In den vergangenen vier Wochen haben die Bürgerinnen und Bürger eine Kreisverwaltung erlebt, die nicht mit ganzem Sachverstand und aller gemeinsamer Kraft die Corona-Pandemie bekämpft und die Gesundheit der Menschen schützt. Vielmehr haben sie die traurige Erfahrung gemacht, daß der Leiter der Verwaltung offenbar gegen alle kämpft, keinen Stein auf dem anderen läßt, mit Willkür agiert, sich als beratungsresistent erweist, auch nahestehenden Personen gegenüber.
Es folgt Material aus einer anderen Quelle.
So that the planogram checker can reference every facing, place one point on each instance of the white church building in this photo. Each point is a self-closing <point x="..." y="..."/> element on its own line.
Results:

Wer lediglich auf seine Funktion als Verwaltungsleiter pochend selbstherrlich und quasi-feudalistisch agiert, hat in einer modernen Verwaltung keinen Platz mehr. Sollte man annehmen. Das Vertrauen großer Teile der Bevölkerung in eine effiziente, geräuschlose, rechtschaffene, kompetente Verwaltung ist verspielt. Ob der Landrat das Vertrauen zurückgewinnen kann, bleibt fraglich. Eigentlich wäre es Zeit für einen Neuanfang. Vermutlich hat die Politik, namentlich die CDU im Kreis, dazu aber in einem Wahljahr nicht die Kraft. Schade drum.

Kommentar (1) Schreibe einen Kommentar

    • EDV-Schrauber
    • 09.05.21, 12:33 Uhr

    CDU-Politiker. Die zeichnen sich nie durch besondere Fähigkeiten aus. Meist eher durch gelenkte Geldströme.’Nuff Said.